We used conda to create a custom environment for our analysis:

  • paper-env.yml: This file contains the anaconda environment specification used to run the unsupervised analysis. If you use anaconda, you just need to run the following command in the terminal to have the same environment as us:

    $ conda env create --name paper-env --file paper-env.yml

Unsupervised

The code used to define the VAE's architecture is from Tybalt.

The files and folders are:

  • 01_vae_all_samples_together.py, 02_svm_on_vaes.py, 03_extracting_results_from_svms.py, 04_convert_gene_names.py: these are the python scripts used for the analysis described in the paper. The number in the beginning of each name represents the order in which they should be run. Each python script contains a very brief description in the beginning about what each one is doing.

  • saliency_unsupervised.py: saliency map implementation for the unsupervised analysis

  • multiple_vaes/: given that no random seed was used, the results on the paper can not be directly reproduced.

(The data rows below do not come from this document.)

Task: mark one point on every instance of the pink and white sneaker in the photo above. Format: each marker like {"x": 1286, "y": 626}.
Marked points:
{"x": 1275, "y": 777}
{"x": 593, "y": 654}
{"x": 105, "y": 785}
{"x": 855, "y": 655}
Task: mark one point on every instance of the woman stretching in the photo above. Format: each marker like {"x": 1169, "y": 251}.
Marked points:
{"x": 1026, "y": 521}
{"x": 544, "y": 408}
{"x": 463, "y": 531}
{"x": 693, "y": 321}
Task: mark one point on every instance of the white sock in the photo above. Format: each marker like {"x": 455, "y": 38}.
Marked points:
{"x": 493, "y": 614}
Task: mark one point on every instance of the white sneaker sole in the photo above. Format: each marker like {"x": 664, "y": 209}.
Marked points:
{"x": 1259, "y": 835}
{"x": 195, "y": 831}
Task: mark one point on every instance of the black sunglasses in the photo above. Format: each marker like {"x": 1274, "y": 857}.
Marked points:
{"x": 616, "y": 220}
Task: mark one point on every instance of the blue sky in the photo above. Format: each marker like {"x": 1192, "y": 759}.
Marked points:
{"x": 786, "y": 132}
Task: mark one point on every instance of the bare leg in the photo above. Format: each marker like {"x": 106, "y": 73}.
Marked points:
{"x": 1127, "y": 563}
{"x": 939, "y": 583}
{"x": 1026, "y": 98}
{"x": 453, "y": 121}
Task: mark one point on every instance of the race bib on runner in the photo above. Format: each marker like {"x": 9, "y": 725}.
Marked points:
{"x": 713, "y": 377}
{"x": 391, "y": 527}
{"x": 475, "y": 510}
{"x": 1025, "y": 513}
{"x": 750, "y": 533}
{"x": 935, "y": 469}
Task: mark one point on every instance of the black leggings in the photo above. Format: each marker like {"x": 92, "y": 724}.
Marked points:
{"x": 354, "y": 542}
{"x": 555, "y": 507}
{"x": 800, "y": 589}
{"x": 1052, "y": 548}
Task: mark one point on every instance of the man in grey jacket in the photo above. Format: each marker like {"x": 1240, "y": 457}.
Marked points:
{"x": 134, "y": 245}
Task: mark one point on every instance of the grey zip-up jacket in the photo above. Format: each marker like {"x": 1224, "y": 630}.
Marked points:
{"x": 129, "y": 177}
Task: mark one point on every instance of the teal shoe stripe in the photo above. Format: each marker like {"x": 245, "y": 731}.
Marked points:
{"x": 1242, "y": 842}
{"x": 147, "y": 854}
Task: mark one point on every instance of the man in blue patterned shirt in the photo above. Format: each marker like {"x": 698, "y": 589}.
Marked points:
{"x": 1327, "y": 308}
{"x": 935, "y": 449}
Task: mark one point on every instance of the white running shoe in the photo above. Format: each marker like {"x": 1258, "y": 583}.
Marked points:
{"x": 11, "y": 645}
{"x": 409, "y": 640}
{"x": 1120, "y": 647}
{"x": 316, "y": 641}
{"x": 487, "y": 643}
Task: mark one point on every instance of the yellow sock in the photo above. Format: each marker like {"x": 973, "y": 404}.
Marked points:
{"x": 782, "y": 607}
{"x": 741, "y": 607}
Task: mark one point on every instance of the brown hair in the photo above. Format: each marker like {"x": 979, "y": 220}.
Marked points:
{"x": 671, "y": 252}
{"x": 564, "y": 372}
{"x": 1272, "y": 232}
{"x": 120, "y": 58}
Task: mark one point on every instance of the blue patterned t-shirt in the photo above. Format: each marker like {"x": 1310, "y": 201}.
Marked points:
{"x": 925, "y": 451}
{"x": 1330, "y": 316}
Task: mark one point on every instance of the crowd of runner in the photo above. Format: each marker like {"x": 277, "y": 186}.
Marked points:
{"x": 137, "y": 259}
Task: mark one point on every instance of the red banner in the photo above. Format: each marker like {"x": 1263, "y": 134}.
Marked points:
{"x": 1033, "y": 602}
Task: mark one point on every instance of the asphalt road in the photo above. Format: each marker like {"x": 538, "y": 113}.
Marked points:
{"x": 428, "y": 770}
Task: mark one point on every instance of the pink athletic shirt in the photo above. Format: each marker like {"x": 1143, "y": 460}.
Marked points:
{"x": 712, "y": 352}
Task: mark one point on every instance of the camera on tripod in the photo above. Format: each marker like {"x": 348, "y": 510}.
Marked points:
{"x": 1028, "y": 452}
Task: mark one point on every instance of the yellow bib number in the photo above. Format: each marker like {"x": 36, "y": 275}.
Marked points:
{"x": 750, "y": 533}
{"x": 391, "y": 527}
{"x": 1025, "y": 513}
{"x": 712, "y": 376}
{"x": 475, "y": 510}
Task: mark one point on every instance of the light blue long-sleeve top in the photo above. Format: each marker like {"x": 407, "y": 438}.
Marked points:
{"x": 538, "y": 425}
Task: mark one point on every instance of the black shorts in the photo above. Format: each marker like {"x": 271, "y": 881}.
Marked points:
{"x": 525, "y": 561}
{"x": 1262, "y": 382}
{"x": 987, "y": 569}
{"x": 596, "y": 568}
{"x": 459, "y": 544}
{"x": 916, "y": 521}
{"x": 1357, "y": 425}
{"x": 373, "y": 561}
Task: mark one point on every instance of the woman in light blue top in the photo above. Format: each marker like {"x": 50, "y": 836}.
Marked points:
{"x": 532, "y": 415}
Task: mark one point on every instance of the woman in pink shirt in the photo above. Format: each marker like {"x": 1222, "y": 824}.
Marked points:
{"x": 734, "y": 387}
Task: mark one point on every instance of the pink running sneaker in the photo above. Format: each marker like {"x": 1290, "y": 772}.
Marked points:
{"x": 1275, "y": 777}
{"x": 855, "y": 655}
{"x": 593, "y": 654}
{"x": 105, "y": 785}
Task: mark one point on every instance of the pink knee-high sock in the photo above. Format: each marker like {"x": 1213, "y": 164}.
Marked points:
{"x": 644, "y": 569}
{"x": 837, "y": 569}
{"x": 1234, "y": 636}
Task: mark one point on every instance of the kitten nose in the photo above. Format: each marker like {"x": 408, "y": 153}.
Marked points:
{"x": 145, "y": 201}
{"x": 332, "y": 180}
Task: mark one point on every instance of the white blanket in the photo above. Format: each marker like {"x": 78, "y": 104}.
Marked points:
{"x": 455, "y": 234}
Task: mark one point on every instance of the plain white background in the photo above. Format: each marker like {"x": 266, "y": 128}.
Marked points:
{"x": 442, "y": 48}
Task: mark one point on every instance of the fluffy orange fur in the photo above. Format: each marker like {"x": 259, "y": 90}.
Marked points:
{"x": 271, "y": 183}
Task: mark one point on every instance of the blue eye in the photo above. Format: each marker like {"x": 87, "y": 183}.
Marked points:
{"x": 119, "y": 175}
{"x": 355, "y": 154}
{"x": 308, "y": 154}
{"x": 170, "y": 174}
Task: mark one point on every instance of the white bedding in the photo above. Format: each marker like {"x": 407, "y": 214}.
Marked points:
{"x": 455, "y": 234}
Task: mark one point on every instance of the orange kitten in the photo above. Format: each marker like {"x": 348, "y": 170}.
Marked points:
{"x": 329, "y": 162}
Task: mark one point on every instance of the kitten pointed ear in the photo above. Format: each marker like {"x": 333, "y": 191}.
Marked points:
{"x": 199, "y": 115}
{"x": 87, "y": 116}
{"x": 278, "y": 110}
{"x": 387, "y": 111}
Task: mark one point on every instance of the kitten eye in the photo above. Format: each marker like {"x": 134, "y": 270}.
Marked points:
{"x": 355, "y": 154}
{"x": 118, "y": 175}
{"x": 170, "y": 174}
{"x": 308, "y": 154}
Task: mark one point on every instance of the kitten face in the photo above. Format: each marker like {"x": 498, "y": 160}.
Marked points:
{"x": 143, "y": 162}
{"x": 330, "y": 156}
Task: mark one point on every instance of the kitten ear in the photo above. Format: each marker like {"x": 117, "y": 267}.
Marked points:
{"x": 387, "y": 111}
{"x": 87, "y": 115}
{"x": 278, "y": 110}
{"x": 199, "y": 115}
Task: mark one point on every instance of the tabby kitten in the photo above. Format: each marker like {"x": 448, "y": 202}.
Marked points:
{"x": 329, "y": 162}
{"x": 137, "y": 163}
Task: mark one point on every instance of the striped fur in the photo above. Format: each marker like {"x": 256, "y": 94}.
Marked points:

In order to solve that, this folder contains all the fitted VAE models and corresponding files generated by running the python scripts. Such files include also the important genes for each tissue (in subfolder results/)


Supervised

We used keras to define our supervised recurrent neural network.

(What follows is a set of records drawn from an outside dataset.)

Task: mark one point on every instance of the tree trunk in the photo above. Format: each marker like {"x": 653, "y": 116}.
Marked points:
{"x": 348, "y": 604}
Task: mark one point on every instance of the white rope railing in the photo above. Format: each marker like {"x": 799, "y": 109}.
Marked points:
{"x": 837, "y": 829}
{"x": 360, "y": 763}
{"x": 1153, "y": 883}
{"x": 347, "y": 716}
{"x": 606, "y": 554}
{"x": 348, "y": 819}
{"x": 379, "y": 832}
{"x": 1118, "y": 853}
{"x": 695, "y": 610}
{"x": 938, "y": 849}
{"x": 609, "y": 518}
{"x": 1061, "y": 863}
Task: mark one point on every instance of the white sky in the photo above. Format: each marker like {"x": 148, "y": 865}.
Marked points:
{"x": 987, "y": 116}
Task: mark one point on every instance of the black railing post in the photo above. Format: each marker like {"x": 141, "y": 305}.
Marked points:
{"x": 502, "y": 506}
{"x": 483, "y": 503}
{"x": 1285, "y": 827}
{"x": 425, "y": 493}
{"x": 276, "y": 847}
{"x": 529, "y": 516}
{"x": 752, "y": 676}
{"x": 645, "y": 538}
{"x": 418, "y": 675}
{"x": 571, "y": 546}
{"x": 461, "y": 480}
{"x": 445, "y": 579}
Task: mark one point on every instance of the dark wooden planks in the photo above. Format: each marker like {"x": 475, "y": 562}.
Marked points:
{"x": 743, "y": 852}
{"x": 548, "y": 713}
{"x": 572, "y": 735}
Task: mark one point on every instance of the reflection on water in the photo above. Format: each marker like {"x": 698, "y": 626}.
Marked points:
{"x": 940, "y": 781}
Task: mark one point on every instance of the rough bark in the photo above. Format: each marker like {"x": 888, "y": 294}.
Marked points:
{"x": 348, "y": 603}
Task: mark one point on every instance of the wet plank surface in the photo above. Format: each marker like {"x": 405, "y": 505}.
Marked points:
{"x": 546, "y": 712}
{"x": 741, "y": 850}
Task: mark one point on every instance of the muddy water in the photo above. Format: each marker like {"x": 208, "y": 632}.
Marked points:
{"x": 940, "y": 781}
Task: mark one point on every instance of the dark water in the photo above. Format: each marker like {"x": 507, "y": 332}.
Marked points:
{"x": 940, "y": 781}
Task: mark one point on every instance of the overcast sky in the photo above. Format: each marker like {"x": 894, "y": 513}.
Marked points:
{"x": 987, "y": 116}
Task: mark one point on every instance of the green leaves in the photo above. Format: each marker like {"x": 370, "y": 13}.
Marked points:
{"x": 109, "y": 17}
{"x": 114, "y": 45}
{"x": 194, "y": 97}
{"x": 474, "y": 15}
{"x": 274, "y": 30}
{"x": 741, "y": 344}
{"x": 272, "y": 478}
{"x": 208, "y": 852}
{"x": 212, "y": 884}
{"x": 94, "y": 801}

The files and folders are:

  • train_ADNI.py : this script takes as input the matrices contained in data_adni_1 (be careful, you need to fix the directory accordingly to the cross-tissue or single-tissue analysis you want to perform). It trains the Recurrent Neural Network on a subset of each matrix and it saves the obtained models.

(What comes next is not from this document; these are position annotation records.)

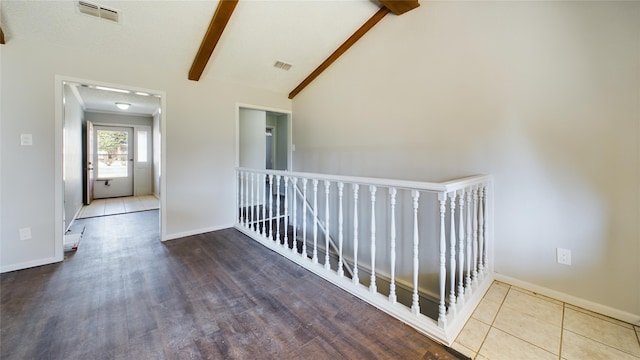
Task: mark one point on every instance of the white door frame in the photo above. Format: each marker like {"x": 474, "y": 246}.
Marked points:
{"x": 59, "y": 227}
{"x": 263, "y": 108}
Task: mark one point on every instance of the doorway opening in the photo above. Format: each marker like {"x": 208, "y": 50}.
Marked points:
{"x": 104, "y": 151}
{"x": 263, "y": 138}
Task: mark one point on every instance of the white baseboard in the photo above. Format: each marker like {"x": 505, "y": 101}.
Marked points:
{"x": 29, "y": 264}
{"x": 573, "y": 300}
{"x": 196, "y": 232}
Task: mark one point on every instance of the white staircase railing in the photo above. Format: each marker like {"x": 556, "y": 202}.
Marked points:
{"x": 426, "y": 246}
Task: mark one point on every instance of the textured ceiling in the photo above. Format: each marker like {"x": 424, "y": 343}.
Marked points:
{"x": 105, "y": 101}
{"x": 260, "y": 32}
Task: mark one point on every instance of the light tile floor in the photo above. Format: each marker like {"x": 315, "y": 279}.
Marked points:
{"x": 513, "y": 323}
{"x": 102, "y": 207}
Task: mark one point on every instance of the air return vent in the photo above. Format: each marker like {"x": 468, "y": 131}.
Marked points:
{"x": 98, "y": 11}
{"x": 282, "y": 65}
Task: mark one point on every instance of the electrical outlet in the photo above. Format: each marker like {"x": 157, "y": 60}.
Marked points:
{"x": 25, "y": 233}
{"x": 563, "y": 256}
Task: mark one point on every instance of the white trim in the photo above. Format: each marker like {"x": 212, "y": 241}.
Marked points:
{"x": 29, "y": 264}
{"x": 196, "y": 232}
{"x": 621, "y": 315}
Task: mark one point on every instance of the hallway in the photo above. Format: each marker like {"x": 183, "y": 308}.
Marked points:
{"x": 121, "y": 205}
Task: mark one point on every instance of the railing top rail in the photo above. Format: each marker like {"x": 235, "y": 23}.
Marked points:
{"x": 448, "y": 186}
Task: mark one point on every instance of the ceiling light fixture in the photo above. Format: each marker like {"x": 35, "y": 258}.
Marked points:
{"x": 112, "y": 89}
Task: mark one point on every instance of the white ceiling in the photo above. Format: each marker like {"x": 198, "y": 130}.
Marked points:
{"x": 168, "y": 35}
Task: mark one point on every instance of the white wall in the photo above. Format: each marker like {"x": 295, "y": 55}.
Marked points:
{"x": 200, "y": 145}
{"x": 543, "y": 95}
{"x": 73, "y": 164}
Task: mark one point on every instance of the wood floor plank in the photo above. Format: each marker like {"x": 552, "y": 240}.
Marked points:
{"x": 220, "y": 295}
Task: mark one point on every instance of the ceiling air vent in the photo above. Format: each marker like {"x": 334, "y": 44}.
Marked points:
{"x": 98, "y": 11}
{"x": 282, "y": 65}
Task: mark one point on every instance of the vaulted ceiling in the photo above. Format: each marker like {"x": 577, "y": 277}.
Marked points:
{"x": 167, "y": 34}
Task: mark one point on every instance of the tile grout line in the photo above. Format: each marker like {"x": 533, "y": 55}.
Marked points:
{"x": 494, "y": 320}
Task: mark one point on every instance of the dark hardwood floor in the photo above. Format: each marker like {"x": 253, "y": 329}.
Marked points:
{"x": 126, "y": 295}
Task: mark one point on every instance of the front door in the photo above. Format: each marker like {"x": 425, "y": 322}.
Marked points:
{"x": 113, "y": 161}
{"x": 89, "y": 171}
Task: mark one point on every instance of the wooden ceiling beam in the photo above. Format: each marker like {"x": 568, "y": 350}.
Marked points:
{"x": 214, "y": 32}
{"x": 397, "y": 7}
{"x": 400, "y": 7}
{"x": 341, "y": 50}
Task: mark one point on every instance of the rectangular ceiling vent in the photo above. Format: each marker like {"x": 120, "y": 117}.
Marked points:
{"x": 98, "y": 11}
{"x": 282, "y": 65}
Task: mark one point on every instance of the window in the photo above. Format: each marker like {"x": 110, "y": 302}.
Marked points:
{"x": 142, "y": 146}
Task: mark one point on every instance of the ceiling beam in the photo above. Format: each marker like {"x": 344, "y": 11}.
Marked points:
{"x": 214, "y": 32}
{"x": 397, "y": 7}
{"x": 341, "y": 50}
{"x": 400, "y": 7}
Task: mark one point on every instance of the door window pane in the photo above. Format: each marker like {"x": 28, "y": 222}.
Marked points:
{"x": 142, "y": 146}
{"x": 113, "y": 154}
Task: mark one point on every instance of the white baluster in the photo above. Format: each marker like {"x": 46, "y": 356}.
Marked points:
{"x": 461, "y": 239}
{"x": 393, "y": 298}
{"x": 469, "y": 239}
{"x": 315, "y": 221}
{"x": 277, "y": 218}
{"x": 264, "y": 205}
{"x": 256, "y": 202}
{"x": 442, "y": 318}
{"x": 415, "y": 305}
{"x": 286, "y": 212}
{"x": 474, "y": 275}
{"x": 372, "y": 283}
{"x": 246, "y": 199}
{"x": 251, "y": 200}
{"x": 304, "y": 218}
{"x": 340, "y": 230}
{"x": 355, "y": 278}
{"x": 327, "y": 184}
{"x": 241, "y": 204}
{"x": 294, "y": 241}
{"x": 452, "y": 261}
{"x": 271, "y": 206}
{"x": 481, "y": 230}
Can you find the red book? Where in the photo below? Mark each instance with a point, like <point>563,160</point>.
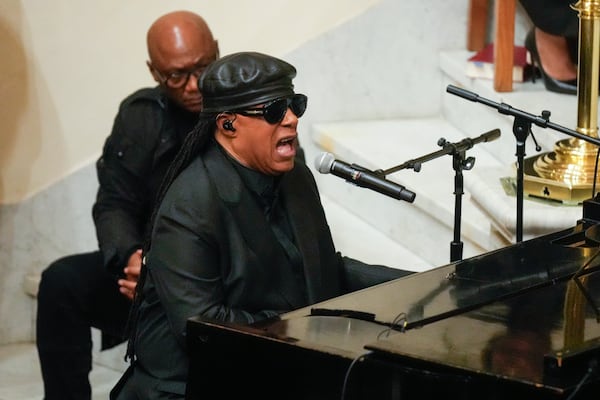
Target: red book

  • test_ADNI.py : this script reloads the models previously saved. It tests the performance of each model on the remaining data of the same tissue (be careful, you need to fix the directory accordingly to the cross-tissue or single-tissue analysis you want to perform).

  • saliency_supervised.py: saliency map implementation for the supervised analysis

  • build_cross_tissue_file.py : this script is used to construct the matrices as they are used for the cross-tissue analysis.


Data

The files and folders are:

  • data_adni_1/: this folder contains the dataset used for the analysis.

  • ADNI0_cc_status.txt: this file contains which class (Control/0 or AD/1) each sample in the dataset belongs to.

  • ENSGid_to_gene_name.tsv: this is the mapping used to map the selected genes to gene names, as listed in the paper.

  • genes_cross_tissue.txt : the list of genes considered for the cross-tissue analysis.